An Example NLP Workflow

Let’s work through an end-to-end NLP workflow, as if you were doing a real study. But we’ll use an example study shipped with the ETL for testing purposes instead.

This will take us from the initial actual NLP, then to chart review, then finally to analyzing accuracy.

You don’t need to prepare your own clinical notes for this run-through. We’ll use synthetic notes shipped with Cumulus ETL for this very purpose.
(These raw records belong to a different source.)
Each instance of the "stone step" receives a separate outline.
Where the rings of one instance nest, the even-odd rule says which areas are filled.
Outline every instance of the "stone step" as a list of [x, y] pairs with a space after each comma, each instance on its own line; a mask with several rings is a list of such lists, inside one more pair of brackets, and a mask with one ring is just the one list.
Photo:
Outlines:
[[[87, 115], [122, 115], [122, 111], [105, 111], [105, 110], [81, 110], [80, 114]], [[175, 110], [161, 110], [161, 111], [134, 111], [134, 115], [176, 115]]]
This example study we’ll use is just a very simple age range study. The NLP will only be tasked with extracting an age from a clinical note.

The NLP Itself

Before we start, you’ll need to have Cumulus ETL and your AWS infrastructure ready. Follow the setup instructions if you haven’t done so already, then come back here.

Model Setup

You have a choice of model for this. Real studies might require one specific model or another. But this example task is fairly liberal.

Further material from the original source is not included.